LOL  :rofl: --I am sure that I have a pretty good idea of what a mj plant needs to grow--I have been doing this since 1981 (your parents were probably still in middle school).  In all those years, I have never seen anyone anywhere growing marijuana with this product.  I also do not just buy a bottle because there is a marijuana leaf on the bottle, but companies like FF have been making marijuana nutes for a long time and are good at it  Why would you think their product for flowering bulbs would be better than their product for flowering marijuana?  Even after growing for over 30 years, I do not believe that I know more than FoxFarms about marijuana nutes.


----------



## Roddy (Jun 23, 2012)

:rofl: THG

Yep, that gal knows her stuff, I'd trust THG's advice any time!


----------



## burningbush93 (Jun 23, 2012)

i didnt mean to afend anyone and im sure THG and pc duck are both more experienced than me. I shouldnt have just asumed you didnt know what you where talking about from one post but if your a guerilla grower like me and need a good slow release fert for flower you should definately look into the bulb food. Im not the first one to use it and in fact i got around 10 to 15 posts in one day from expierienced growers on skunk forums who all stand behind it. From what i have been hearing its one of the best slow release ferts for flower. When i first herd about it i was thinking the same thing as all of you (BULB FERTILIZER FOR MARIJUANA) but after loking into it more i cant disagree with all the growers who r useing it. THG i have only been growing for six years so obviously you have more expierience an im sure you know way more than me includeing the nutrion mj plant require sorry for jumping to conclusions and if you or anyone else knows of a better slow release fert i would definatly apriciate you letting me know.


----------



## nouvellechef (Jun 23, 2012)

It will work. Just like any other ammendment for longterm nutrient supplement. Look in the organic section and you will see many soil mix recipes. Whether it be your bulb food or soybean meal, dolomite lime, etc etc. you need a vast amount of diff foods for a organic outdoor girl for a full cycle. What you have is just a small slice of the pie.


----------



## The Hemp Goddess (Jun 24, 2012)

I am not offended--I just got a good chuckle out of it.

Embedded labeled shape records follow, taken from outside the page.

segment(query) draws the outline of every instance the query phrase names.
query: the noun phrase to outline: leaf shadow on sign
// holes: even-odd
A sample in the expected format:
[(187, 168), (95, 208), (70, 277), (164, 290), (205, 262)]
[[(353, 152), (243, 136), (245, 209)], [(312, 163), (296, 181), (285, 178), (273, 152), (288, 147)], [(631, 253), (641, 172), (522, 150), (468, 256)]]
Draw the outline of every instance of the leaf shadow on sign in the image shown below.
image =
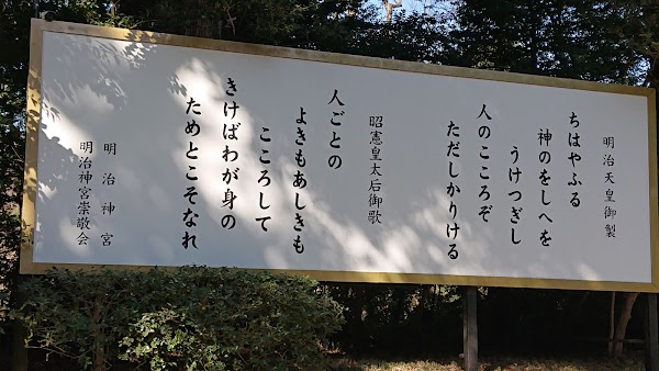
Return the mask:
[[(327, 121), (333, 112), (326, 108), (325, 98), (331, 98), (332, 89), (314, 88), (326, 90), (327, 97), (300, 98), (299, 93), (290, 99), (284, 91), (291, 89), (291, 83), (280, 86), (278, 94), (260, 93), (264, 87), (277, 82), (281, 60), (254, 56), (232, 61), (222, 59), (217, 52), (154, 44), (163, 40), (147, 33), (129, 35), (127, 42), (63, 34), (45, 40), (41, 131), (47, 143), (40, 143), (40, 166), (44, 166), (38, 173), (41, 225), (35, 241), (37, 250), (41, 247), (35, 254), (41, 261), (465, 274), (447, 255), (451, 240), (445, 229), (450, 220), (445, 179), (429, 187), (407, 187), (404, 183), (412, 183), (409, 179), (415, 179), (418, 169), (389, 162), (392, 191), (387, 202), (395, 207), (373, 234), (369, 228), (376, 226), (369, 225), (364, 214), (367, 207), (360, 206), (368, 196), (368, 184), (348, 189), (350, 172), (327, 176), (326, 148), (332, 138)], [(225, 103), (234, 102), (226, 93), (232, 77), (238, 83), (235, 102), (241, 110), (227, 120)], [(199, 115), (194, 110), (186, 113), (192, 99), (200, 104)], [(308, 125), (310, 142), (304, 147), (310, 149), (305, 153), (310, 186), (297, 190), (292, 182), (299, 169), (294, 139), (300, 105), (314, 122)], [(365, 124), (367, 119), (355, 115), (351, 120)], [(186, 133), (192, 120), (203, 132), (199, 137)], [(242, 124), (237, 147), (223, 137), (224, 124), (233, 123)], [(264, 127), (270, 130), (271, 142), (260, 138), (266, 133)], [(395, 137), (394, 132), (389, 134)], [(414, 151), (429, 148), (424, 155), (436, 156), (435, 138), (423, 139), (428, 143), (412, 142)], [(368, 143), (368, 132), (364, 137), (345, 140), (346, 148), (350, 143), (361, 148)], [(81, 150), (80, 144), (86, 142), (94, 144), (93, 154)], [(116, 144), (115, 155), (103, 150), (112, 143)], [(224, 181), (223, 172), (234, 166), (222, 160), (228, 145), (239, 151), (242, 170), (239, 182), (231, 184)], [(198, 159), (187, 157), (194, 147), (199, 148)], [(264, 149), (272, 156), (266, 167), (259, 159)], [(89, 187), (89, 231), (93, 238), (87, 245), (77, 245), (71, 241), (80, 231), (87, 231), (78, 221), (82, 201), (79, 176), (85, 170), (80, 167), (85, 157), (93, 164), (89, 169), (93, 175)], [(367, 157), (359, 159), (365, 160), (361, 165), (368, 171)], [(272, 177), (268, 189), (259, 183), (264, 168)], [(103, 183), (108, 175), (115, 178), (114, 184)], [(199, 179), (191, 181), (186, 176)], [(407, 187), (407, 192), (401, 194), (410, 202), (396, 203), (394, 182)], [(192, 186), (199, 193), (196, 204), (183, 196)], [(237, 223), (232, 231), (223, 228), (223, 218), (230, 214), (223, 200), (228, 189), (238, 195), (232, 211)], [(261, 192), (277, 215), (259, 209)], [(294, 207), (295, 193), (305, 204), (303, 211)], [(110, 202), (116, 207), (112, 214), (103, 212)], [(185, 224), (188, 209), (198, 215), (197, 228)], [(304, 233), (311, 236), (303, 254), (297, 254), (293, 246), (297, 213), (305, 220)], [(272, 218), (259, 224), (263, 216)], [(466, 235), (474, 236), (461, 240), (468, 248), (460, 252), (460, 259), (468, 259), (471, 276), (491, 273), (492, 267), (506, 267), (515, 259), (493, 254), (495, 232), (491, 226), (470, 225), (461, 218), (458, 223)], [(100, 225), (102, 231), (97, 227)], [(202, 231), (196, 235), (199, 248), (185, 249), (182, 237), (196, 231)], [(112, 235), (112, 245), (102, 244), (104, 234)]]
[[(112, 263), (113, 260), (118, 260), (118, 257), (112, 257), (112, 252), (108, 249), (105, 251), (101, 249), (99, 256), (96, 256), (99, 251), (91, 250), (92, 246), (98, 246), (100, 243), (98, 235), (103, 233), (94, 231), (94, 226), (99, 224), (101, 217), (108, 216), (101, 212), (103, 204), (111, 202), (113, 196), (121, 193), (121, 190), (118, 192), (111, 187), (102, 187), (103, 176), (114, 170), (103, 169), (103, 165), (109, 164), (107, 158), (102, 158), (104, 142), (118, 144), (116, 153), (120, 158), (124, 149), (123, 143), (116, 143), (116, 133), (102, 128), (114, 127), (122, 133), (121, 136), (129, 138), (134, 136), (134, 133), (141, 133), (135, 136), (143, 142), (132, 146), (133, 150), (127, 150), (126, 156), (123, 156), (120, 161), (138, 160), (141, 151), (148, 149), (148, 146), (145, 146), (150, 142), (148, 137), (157, 137), (159, 134), (149, 132), (146, 133), (145, 138), (146, 128), (141, 125), (139, 120), (131, 117), (137, 102), (134, 99), (138, 95), (131, 91), (136, 87), (132, 86), (126, 78), (130, 79), (131, 74), (143, 74), (147, 60), (157, 59), (157, 55), (154, 45), (147, 44), (154, 41), (148, 34), (131, 33), (130, 35), (132, 42), (122, 45), (108, 40), (44, 33), (41, 76), (32, 71), (36, 78), (31, 79), (30, 87), (32, 90), (41, 90), (42, 98), (41, 102), (34, 102), (41, 103), (40, 111), (30, 112), (29, 115), (29, 125), (38, 128), (37, 135), (41, 136), (37, 156), (38, 186), (37, 189), (33, 188), (26, 192), (32, 202), (37, 202), (38, 231), (34, 240), (35, 261), (85, 263), (92, 260), (104, 261), (103, 259), (107, 258)], [(43, 85), (38, 83), (40, 79)], [(165, 79), (159, 76), (159, 79), (154, 82), (160, 82), (154, 87), (155, 89), (163, 89), (171, 94), (186, 94), (186, 87), (174, 74), (166, 75)], [(158, 104), (160, 103), (153, 106)], [(37, 117), (41, 122), (36, 122)], [(97, 135), (99, 130), (100, 135)], [(103, 137), (103, 134), (108, 137)], [(91, 142), (94, 148), (93, 151), (86, 154), (81, 145), (87, 142)], [(88, 169), (83, 169), (85, 158), (91, 160), (91, 167)], [(29, 169), (27, 173), (34, 173), (35, 170)], [(86, 170), (92, 175), (89, 182), (78, 179)], [(36, 179), (27, 179), (26, 184), (33, 183), (36, 183)], [(116, 183), (119, 184), (119, 180)], [(85, 199), (80, 194), (79, 188), (83, 186), (91, 189), (90, 199)], [(137, 184), (133, 182), (131, 186)], [(89, 202), (89, 214), (78, 210), (83, 201)], [(126, 201), (130, 202), (131, 199)], [(126, 222), (135, 222), (125, 213), (121, 215), (122, 205), (118, 205), (115, 210), (118, 217), (126, 217)], [(86, 225), (85, 222), (80, 224), (81, 217), (87, 217), (89, 224)], [(133, 231), (126, 233), (136, 235), (139, 229), (138, 224), (133, 225), (135, 226)], [(72, 235), (74, 233), (76, 235)], [(97, 236), (96, 238), (89, 236), (88, 241), (79, 245), (71, 244), (71, 237), (75, 240), (80, 233), (96, 233)], [(127, 261), (142, 260), (138, 257), (126, 258)], [(123, 258), (119, 260), (124, 261)]]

I do not grow outdoors, but do not understand how bulb food could possibly be better than the nutes that FoxFarm is making for marijuana.  Flowering bulbs do not have anywhere close to the nutrient needs of marijuana and have a far shorter blooming period than any marijuana known to man.  In addition, as NV said, the nutrients in that are only a small part of the total nutrient package that marijuana needs.


----------



## burningbush93 (Jun 24, 2012)

thats wierd that bulbs flowering period is short cause it says its formulated for a long flowering phase. you might be right but i have seen some really good results with it and i heard from a lot of people useing it so im gonna give it a try. Honestly its not my first choice i have been looking all over for a good slow release  fert and i couldnt turn up anything besides this and heavey harvest which isnt available around here and i really need it now plus its to pricey for me right now but i do plan on trying it out next year. and for the marijuana ferts that fox farm makes i do agree they would be better but they arent slow release wich is a must for my guerilla grow. it would be risky to go out there every week to fertilize for my situation. Plus a lot of what ff makes isnt organic like the bulb 3-8-8


----------



## burningbush93 (Jun 24, 2012)

This thread is starting to make me second guess myself now. im gonna do some more research but i think im gonna go ahead and use the bulb 3-8-8 for maybe half the plants and try and find somethin else for the rest. ill post the results in the fall.


----------



## ShOrTbUs (Jun 25, 2012)

i remember reading about organic soil mixes that feed from start to finish. it was in the organics section wasnt it? subcool has one i believe


----------



## The Hemp Goddess (Jun 25, 2012)

I am using NV's supersoil, which feeds all the way through.  I mixed mine a little lean the first time and things yellowed up a tad early.  However, this run I have put a higher concentration of NV's supersoil in the mix and believe that it will take me all the way through with no problems.  I will probably also give them a bit of a treat with Ozzy's tea recipe.


----------



## burningbush93 (Jun 28, 2012)

i was gonna try subcools super soil mix this run but didnt end up goin though with it for some reason but im definately want to try it out some time soon!!


----------



## The Hemp Goddess (Jun 28, 2012)

I think NV's soil mixture is a better one than sub's, if you are thinking of getting into the ss thing.


----------